A section on NHL dynasties focuses on nine of the greatest teams in history, from the Ottawa Senators of the '20s to the Edmonton Oilers of the '80s. If you want to sit down for a while, the 128-seat Hartland Molson Theatre has most recently been showing a film called The Stanley Cup Odyssey. Panasonic Hometown Hockey, a tribute to grassroots hockey, is next on the route.

One of the most fun parts of the hall is the interactive NHLPA Be A Player Zone, where you can shoot pucks and try to score on a computer-simulated goaltender or go between the pipes to try and stop shots by simulated snipers.

If you're more verbose than coordinated, go ahead and try your hand at being a play-by-play announcer in the TSN/RDS Broadcast Zone, which looks at the evolution of hockey broadcasting. You can then play hockey video games in the 2K Sports NHL2K Zone. If you'd rather tax your brain than your fingers, test your hockey trivia knowledge in the Pepsi Game Time area.

Hockey cards, tickets, coins, games, dolls, apparel, pennants and food items from around the world are displayed in the Upper Deck Collector's Corner.

You might want to rest again by this time, so relax in the 120-seat Esso Theatre and watch archival film and video footage from the Hockey Hall of Fame archives.

Olympic and international hockey receive worthy recognition in the World of Hockey area and the interactive Global Game Encounter zone.

The highlight of the visit is the Verizon Great Hall, which features portraits and biographical information about every member who's been inducted into the Hockey Hall of Fame. The National Hockey League's major trophies, including the Stanley Cup, can also be found in this area, which includes a refurbished bank vault. It's this area that truly makes this place a shrine to the game.

You can pick up souvenirs from your visit at a store on the way out.

General admission is $15 for adults, $12 for seniors and $10 for youths.

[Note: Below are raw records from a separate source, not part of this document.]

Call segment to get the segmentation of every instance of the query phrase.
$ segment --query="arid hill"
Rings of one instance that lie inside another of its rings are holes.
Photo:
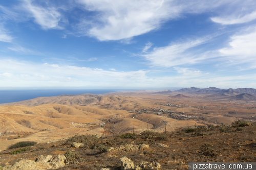
[[[83,94],[61,95],[54,97],[40,97],[18,102],[2,104],[0,106],[22,105],[33,107],[48,104],[57,104],[71,106],[78,105],[95,106],[101,108],[111,109],[130,110],[147,108],[144,103],[141,103],[141,101],[143,100],[129,96]]]
[[[256,96],[244,93],[231,96],[229,98],[229,99],[244,101],[256,101]]]
[[[186,96],[186,95],[185,95],[183,94],[178,94],[175,95],[174,96],[170,96],[173,97],[174,98],[191,98],[191,97],[189,97],[189,96]]]
[[[195,92],[201,90],[201,88],[191,87],[190,88],[183,88],[180,90],[176,91],[177,92]]]
[[[220,88],[216,88],[215,87],[209,87],[207,88],[202,89],[201,90],[198,90],[197,92],[202,93],[211,93],[218,92],[221,91],[222,90],[222,89]]]

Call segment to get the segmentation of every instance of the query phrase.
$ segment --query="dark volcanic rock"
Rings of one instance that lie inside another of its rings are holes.
[[[175,95],[175,96],[173,96],[172,97],[174,98],[191,98],[191,97],[189,97],[189,96],[186,96],[185,95],[183,95],[181,94]]]
[[[191,87],[190,88],[183,88],[177,91],[177,92],[196,92],[201,90],[201,88]]]
[[[220,88],[216,88],[215,87],[209,87],[207,88],[203,88],[202,89],[199,90],[197,92],[202,93],[217,93],[221,91],[222,90],[222,89]]]
[[[239,101],[256,101],[256,96],[248,93],[242,93],[235,95],[232,95],[229,98],[230,100],[236,100]]]

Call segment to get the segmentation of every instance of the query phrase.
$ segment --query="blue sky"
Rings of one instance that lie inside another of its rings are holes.
[[[1,1],[0,87],[256,88],[255,9],[255,1]]]

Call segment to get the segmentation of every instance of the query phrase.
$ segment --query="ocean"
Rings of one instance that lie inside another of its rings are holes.
[[[19,102],[38,97],[53,96],[61,94],[91,93],[100,94],[127,89],[44,89],[0,90],[0,104]]]

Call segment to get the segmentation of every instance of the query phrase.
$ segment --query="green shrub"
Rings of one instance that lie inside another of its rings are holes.
[[[145,151],[144,151],[142,153],[144,155],[148,155],[148,154],[150,154],[150,152],[147,151],[147,150],[145,150]]]
[[[102,152],[102,153],[106,152],[110,150],[110,147],[105,147],[104,145],[102,145],[99,147],[99,151],[100,151],[100,152]]]
[[[167,139],[167,136],[165,135],[161,135],[159,136],[159,139],[160,140],[165,140]]]
[[[18,150],[16,150],[16,151],[13,151],[13,152],[11,152],[11,155],[17,154],[20,153],[22,152],[27,151],[27,150],[28,150],[28,149],[29,149],[27,148],[25,148],[20,149],[19,149]]]
[[[249,122],[246,120],[237,120],[235,121],[233,124],[236,124],[239,127],[243,127],[246,126],[246,124],[248,124]]]
[[[195,132],[196,131],[196,129],[190,129],[190,128],[187,128],[185,129],[185,132],[186,133],[190,133],[190,132]]]
[[[124,135],[121,135],[118,136],[121,138],[136,138],[136,134],[135,133],[126,133]]]
[[[199,136],[203,136],[207,135],[207,134],[204,133],[196,132],[195,133],[195,135]]]
[[[33,146],[36,144],[35,142],[32,141],[22,141],[16,143],[15,144],[12,144],[10,147],[8,147],[8,149],[13,149],[13,148],[17,148],[21,147],[26,147],[28,146]]]
[[[220,128],[220,130],[221,131],[221,132],[225,132],[225,129],[223,128]]]
[[[197,127],[197,129],[201,131],[205,131],[207,130],[207,127],[203,126],[199,126]]]
[[[66,142],[66,144],[71,144],[73,142],[82,143],[84,144],[84,148],[95,149],[99,147],[98,139],[93,135],[75,135],[71,137]]]
[[[237,131],[242,131],[244,129],[242,128],[237,128]]]
[[[75,154],[71,151],[67,152],[64,155],[70,164],[78,163],[84,161],[84,159],[81,158],[79,154]]]
[[[200,152],[205,155],[213,155],[214,150],[211,148],[212,147],[210,143],[204,143],[200,148]]]

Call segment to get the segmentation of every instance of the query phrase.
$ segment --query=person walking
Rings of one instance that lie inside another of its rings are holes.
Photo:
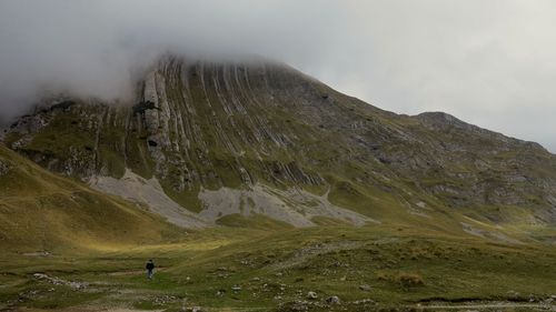
[[[147,279],[152,280],[152,274],[155,273],[155,262],[152,262],[152,259],[149,259],[145,268],[147,269]]]

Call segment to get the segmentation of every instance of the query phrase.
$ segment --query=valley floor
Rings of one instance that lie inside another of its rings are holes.
[[[554,245],[411,228],[222,227],[159,245],[2,253],[0,311],[555,311],[555,263]]]

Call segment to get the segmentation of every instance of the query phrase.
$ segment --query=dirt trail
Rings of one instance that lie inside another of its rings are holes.
[[[535,309],[539,311],[556,311],[556,305],[554,304],[543,304],[543,303],[514,303],[514,302],[497,302],[497,303],[484,303],[484,304],[457,304],[457,305],[444,305],[444,304],[431,304],[431,305],[408,305],[409,309],[417,310],[458,310],[458,311],[473,311],[473,310],[487,310],[495,309],[496,311],[514,311],[515,309]]]

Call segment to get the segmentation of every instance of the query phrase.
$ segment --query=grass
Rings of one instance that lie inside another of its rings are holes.
[[[216,228],[171,244],[79,250],[50,256],[2,254],[0,302],[20,306],[127,305],[173,311],[186,305],[277,309],[280,302],[337,295],[379,306],[458,300],[529,300],[556,289],[556,251],[387,227],[246,230]],[[145,278],[153,258],[155,279]],[[89,283],[69,290],[42,272]],[[366,284],[371,291],[364,291]],[[239,285],[240,291],[232,286]],[[517,296],[517,298],[516,298]],[[279,299],[278,299],[279,298]]]

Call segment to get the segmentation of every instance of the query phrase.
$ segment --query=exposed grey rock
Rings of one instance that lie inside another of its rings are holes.
[[[7,162],[0,160],[0,175],[4,175],[10,171],[11,165],[8,164]]]
[[[340,304],[340,299],[337,295],[332,295],[326,299],[328,304]]]
[[[363,291],[371,291],[373,290],[373,288],[367,285],[367,284],[359,285],[359,289]]]
[[[306,298],[309,299],[309,300],[316,300],[316,299],[318,299],[318,295],[317,295],[316,292],[309,291],[309,292],[307,292]]]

Kids under three are admitted for free.

A family can visit the Hockey Hall of Fame for less than the cost of a single ticket to watch the Toronto Maple Leafs play down the street at the Air Canada Centre, and you're going to see more entertaining hockey than that sad-sack team has provided this season.


Fabio Krown said...

As a fellow Torontonian, I wonder why people don't visit the Hall more often?